Exploiting dual connectivity in heterogeneous cellular networks

Abstract

We consider network utility maximization problems over heterogeneous cellular networks (HetNets) that permit dual connectivity. Dual connectivity (DC) is a feature that targets emerging practical HetNet deployments that will comprise of non-ideal (higher latency) connections between transmission nodes, and has been recently introduced to the LTE-Advanced standard. DC allows for a user to be simultaneously served by a macro node as well as one other (typically micro or pico) node and requires relatively coarser level coordination among serving nodes. For such a DC enabled HetNet we comprehensively analyze the problem of determining an optimal user association that maximizes the weighted sum rate system utility subject to per-user rate constraints, over all feasible associations.

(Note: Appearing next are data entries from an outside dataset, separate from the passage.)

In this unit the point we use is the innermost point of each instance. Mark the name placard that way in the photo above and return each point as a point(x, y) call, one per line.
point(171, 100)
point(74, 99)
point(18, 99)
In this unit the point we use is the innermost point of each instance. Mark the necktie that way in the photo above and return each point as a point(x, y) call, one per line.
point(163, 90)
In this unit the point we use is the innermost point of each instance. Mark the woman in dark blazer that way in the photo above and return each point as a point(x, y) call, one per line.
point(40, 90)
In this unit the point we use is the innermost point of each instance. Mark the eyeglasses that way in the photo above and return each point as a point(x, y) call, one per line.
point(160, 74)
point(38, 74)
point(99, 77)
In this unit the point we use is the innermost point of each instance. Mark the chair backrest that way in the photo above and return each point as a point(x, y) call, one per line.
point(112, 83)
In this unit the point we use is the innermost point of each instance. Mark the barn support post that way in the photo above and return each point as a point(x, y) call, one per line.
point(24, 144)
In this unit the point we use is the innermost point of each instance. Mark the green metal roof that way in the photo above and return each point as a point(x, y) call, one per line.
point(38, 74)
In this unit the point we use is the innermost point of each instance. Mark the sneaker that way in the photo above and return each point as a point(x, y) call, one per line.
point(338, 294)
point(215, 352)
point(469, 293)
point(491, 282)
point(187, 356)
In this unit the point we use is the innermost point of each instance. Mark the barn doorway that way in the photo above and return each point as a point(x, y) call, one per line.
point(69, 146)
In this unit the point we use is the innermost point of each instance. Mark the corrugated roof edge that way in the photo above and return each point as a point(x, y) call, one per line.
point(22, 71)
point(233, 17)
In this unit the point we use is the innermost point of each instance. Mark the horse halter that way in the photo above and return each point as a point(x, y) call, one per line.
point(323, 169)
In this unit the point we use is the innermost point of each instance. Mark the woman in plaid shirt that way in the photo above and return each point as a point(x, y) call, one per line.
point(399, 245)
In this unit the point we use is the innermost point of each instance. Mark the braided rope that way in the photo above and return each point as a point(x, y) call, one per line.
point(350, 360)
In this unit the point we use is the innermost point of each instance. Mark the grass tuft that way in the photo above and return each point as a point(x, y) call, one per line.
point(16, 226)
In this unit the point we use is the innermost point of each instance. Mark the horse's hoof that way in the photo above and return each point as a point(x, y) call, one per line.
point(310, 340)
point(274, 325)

Here, in any feasible association each user can be associated with (i.e., configured to receive data from) any one macro node (in a given set of macro nodes) and any one pico node that lies in the chosen macro node's coverage area. We show that, remarkably, this problem can be cast as a non-monotone submodular set function maximization problem, which allows us to construct a constant-factor approximation algorithm. We then consider the proportional fairness (PF) system utility and characterize the PF optimal resource allocation. This enables us to construct an efficient algorithm to determine an association that is optimal up-to an additive constant. We then validate the performance of our algorithms via numerical results.